Leaders Urge Unity as COP30 Opens in Brazil Without US Delegation

The 30th United Nations climate change conference, COP30, opened on Monday in Belem, Brazil, with an urgent call for global unity, and a notable absence from the United States.
“In this arena of COP30, your job here is not to fight one another – your job here is to fight this climate crisis, together,” UN climate chief Simon Stiell told delegates. His message was blunt: progress has been made, but far too slowly. “Lamenting is not a strategy. We need solutions.”
More than 50,000 participants from over 190 countries have gathered in the Brazilian Amazon for the 12-day summit, which comes amid record heat, fires, and floods across multiple continents. A UN review released ahead of the conference found that current national pledges fall dangerously short of the cuts needed to limit global warming to 1.5°C above pre-industrial levels — the threshold scientists say marks the line between crisis and catastrophe.

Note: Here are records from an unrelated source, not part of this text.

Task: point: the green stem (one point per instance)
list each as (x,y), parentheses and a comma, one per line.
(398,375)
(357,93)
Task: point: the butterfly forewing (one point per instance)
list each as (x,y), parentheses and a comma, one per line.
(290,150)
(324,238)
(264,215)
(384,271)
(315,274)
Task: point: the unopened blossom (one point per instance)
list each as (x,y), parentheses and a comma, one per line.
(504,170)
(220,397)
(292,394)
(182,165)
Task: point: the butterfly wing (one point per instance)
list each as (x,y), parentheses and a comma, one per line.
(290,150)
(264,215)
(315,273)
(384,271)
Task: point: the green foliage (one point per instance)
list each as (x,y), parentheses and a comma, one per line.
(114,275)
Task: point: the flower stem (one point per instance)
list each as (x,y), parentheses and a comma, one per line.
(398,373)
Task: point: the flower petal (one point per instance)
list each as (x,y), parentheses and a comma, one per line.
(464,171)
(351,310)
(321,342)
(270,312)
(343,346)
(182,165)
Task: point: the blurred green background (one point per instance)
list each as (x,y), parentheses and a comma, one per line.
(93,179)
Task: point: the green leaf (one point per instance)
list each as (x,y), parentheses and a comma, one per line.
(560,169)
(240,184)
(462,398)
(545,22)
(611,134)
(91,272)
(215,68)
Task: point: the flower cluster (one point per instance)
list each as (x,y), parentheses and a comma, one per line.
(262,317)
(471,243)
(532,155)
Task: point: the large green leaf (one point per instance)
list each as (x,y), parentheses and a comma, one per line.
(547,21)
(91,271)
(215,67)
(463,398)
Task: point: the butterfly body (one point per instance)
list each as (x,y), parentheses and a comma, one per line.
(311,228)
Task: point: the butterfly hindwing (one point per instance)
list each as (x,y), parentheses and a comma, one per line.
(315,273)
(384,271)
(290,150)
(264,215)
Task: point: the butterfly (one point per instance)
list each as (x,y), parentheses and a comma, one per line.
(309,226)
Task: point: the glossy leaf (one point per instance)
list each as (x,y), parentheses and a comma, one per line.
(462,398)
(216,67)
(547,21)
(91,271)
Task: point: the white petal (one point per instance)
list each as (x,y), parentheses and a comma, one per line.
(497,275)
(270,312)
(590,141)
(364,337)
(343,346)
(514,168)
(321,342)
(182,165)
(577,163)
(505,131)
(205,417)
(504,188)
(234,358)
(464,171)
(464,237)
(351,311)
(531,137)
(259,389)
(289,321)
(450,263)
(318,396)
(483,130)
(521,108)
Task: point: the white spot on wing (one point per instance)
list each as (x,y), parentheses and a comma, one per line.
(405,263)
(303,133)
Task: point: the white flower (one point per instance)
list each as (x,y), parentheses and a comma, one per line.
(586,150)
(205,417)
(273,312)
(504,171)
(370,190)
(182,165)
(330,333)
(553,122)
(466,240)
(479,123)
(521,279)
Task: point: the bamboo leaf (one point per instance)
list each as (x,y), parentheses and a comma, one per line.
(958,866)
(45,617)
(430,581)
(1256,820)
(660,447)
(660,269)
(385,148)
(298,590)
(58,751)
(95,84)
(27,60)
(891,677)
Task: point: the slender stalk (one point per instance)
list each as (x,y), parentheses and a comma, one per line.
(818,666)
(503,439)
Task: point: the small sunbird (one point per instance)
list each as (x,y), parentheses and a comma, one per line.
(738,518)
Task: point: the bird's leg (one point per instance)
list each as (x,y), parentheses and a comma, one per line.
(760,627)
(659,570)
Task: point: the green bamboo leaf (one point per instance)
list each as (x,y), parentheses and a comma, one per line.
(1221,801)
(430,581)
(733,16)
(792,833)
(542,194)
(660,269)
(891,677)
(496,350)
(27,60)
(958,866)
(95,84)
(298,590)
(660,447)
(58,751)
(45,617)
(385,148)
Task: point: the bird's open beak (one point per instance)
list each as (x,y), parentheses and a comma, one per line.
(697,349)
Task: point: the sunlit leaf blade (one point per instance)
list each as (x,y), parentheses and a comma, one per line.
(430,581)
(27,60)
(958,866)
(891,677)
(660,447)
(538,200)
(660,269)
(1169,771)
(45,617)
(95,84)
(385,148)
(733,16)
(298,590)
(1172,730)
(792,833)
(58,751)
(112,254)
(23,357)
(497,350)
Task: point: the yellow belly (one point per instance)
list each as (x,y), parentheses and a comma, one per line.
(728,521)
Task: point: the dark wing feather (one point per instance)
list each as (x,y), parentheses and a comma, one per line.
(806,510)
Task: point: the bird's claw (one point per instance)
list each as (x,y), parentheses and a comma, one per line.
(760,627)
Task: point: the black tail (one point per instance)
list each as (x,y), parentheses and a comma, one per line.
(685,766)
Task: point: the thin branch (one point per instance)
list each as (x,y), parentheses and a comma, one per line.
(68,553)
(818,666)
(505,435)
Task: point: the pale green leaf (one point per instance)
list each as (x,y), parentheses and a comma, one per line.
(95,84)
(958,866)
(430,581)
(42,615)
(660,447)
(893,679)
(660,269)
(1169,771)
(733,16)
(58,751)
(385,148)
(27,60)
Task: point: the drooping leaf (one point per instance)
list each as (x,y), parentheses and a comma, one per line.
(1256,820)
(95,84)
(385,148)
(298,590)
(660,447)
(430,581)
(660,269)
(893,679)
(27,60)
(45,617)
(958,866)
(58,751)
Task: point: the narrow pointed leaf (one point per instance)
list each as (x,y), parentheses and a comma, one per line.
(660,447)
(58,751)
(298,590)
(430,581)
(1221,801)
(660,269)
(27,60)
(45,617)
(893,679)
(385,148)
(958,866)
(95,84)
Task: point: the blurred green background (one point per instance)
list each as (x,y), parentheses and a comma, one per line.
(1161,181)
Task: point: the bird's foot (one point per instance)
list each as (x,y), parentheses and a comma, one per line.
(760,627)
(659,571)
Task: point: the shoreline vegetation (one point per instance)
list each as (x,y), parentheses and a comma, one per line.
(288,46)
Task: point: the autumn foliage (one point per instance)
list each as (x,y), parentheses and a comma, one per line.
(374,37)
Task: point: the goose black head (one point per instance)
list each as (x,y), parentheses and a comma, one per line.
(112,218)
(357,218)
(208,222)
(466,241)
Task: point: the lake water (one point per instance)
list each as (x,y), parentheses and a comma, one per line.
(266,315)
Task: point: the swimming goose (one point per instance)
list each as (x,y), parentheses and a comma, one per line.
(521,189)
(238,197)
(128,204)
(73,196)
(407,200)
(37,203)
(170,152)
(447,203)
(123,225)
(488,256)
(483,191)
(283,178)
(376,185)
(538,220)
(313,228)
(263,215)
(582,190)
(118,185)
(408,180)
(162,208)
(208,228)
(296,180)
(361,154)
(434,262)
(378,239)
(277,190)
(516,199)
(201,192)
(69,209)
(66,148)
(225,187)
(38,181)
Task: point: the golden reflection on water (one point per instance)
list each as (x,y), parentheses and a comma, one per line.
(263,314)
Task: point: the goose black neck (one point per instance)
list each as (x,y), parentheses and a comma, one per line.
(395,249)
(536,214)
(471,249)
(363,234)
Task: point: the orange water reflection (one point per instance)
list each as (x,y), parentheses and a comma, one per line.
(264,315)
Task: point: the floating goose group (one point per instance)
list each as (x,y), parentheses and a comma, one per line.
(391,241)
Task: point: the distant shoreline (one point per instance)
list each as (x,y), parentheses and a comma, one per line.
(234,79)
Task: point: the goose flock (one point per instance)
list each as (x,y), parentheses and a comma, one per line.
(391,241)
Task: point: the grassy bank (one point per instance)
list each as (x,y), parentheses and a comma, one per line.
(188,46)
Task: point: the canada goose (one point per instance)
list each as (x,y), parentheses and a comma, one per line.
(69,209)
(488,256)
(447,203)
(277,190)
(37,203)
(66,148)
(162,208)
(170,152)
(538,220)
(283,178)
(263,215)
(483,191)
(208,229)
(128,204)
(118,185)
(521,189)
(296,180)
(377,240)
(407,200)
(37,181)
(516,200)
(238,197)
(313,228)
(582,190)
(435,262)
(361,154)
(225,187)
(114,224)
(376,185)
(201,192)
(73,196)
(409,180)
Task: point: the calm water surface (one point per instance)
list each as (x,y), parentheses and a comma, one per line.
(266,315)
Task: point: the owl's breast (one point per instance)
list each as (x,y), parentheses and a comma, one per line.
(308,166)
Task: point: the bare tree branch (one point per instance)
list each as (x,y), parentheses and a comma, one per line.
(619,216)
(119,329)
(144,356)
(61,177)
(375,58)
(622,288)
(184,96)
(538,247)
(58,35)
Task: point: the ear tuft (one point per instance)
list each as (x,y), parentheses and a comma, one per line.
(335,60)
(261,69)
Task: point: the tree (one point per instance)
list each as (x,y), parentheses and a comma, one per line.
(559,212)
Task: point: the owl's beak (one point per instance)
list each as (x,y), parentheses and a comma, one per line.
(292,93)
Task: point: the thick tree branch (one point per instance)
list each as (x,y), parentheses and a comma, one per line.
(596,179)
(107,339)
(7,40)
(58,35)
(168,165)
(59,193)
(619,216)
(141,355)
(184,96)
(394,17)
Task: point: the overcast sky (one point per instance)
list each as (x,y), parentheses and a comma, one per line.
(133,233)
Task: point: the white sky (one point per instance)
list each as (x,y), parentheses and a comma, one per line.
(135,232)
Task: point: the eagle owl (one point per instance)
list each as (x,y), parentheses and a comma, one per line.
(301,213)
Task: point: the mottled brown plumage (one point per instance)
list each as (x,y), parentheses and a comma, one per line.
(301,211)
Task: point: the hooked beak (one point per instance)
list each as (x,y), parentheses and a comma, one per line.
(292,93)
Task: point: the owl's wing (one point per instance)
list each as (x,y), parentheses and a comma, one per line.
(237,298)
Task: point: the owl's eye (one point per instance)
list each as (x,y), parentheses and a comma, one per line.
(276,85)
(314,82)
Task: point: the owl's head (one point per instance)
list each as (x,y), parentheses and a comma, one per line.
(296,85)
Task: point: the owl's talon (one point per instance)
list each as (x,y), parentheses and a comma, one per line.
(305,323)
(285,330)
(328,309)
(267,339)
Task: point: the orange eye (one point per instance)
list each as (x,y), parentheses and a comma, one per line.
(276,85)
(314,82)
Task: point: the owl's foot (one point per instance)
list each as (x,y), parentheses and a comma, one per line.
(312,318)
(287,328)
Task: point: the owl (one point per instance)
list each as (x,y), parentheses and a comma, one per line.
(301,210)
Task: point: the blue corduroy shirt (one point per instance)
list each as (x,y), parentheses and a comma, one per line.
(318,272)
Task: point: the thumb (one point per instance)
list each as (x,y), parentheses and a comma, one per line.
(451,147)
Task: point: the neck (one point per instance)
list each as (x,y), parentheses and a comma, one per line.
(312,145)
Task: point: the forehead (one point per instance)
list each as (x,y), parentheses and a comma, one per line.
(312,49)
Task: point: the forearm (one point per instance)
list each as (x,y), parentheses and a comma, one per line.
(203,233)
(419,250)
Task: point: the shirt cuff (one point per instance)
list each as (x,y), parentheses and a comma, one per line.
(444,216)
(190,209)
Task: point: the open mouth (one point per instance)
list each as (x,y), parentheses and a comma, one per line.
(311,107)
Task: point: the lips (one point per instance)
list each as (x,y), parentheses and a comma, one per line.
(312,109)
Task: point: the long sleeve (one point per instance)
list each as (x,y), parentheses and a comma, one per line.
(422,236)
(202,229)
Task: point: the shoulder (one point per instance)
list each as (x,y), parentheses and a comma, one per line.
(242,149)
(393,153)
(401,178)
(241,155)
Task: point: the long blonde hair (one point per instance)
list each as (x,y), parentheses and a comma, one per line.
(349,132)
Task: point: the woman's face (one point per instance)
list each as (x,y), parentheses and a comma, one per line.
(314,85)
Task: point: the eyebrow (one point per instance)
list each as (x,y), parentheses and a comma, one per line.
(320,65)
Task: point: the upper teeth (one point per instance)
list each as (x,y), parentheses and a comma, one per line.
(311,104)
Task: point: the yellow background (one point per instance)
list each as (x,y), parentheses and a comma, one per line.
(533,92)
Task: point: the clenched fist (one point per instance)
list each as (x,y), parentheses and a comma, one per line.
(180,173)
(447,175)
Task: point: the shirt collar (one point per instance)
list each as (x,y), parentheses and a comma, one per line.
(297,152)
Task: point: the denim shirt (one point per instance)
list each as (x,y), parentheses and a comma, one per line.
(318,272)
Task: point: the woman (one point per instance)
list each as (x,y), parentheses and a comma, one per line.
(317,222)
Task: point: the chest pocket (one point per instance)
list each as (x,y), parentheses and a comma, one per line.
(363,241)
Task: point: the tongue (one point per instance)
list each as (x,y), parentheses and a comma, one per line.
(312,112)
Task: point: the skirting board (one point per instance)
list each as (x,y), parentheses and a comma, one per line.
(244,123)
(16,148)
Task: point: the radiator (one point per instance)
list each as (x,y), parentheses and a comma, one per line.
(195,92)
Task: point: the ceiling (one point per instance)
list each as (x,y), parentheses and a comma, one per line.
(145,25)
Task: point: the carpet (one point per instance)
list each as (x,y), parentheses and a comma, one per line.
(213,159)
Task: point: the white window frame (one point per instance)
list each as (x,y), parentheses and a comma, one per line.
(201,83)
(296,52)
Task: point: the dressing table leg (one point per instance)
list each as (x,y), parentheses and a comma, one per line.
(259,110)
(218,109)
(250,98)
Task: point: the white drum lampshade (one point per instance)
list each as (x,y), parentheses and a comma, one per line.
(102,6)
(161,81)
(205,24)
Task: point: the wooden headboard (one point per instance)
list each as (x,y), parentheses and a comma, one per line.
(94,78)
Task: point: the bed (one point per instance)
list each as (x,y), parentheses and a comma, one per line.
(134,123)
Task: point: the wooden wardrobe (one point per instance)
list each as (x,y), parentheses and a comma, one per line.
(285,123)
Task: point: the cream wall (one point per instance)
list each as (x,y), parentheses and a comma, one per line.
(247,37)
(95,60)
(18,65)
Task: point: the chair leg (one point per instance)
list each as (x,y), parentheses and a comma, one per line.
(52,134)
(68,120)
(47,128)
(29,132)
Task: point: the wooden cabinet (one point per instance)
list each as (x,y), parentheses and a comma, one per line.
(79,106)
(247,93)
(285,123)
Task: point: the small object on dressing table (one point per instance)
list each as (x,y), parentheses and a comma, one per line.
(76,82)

“Climate change is no longer a threat of the future. It is a tragedy of the present,” Brazilian President Luiz Inacio Lula da Silva said in his opening remarks. Lula condemned climate denialism as a political weapon. “They attack institutions, they attack science and universities,” he said. “It’s time to inflict a new defeat on the deniers.”
The US decision not to send a delegation drew mixed reactions. The absence aligns with President Donald Trump’s rollback of climate commitments, including the withdrawal from the Paris Agreement and cuts to environmental funding.
COP30 President Andre Correa do Lago suggested Washington’s absence could shift the spotlight.
“The US’s absence has opened some space for the world to see what developing countries are doing,” he said.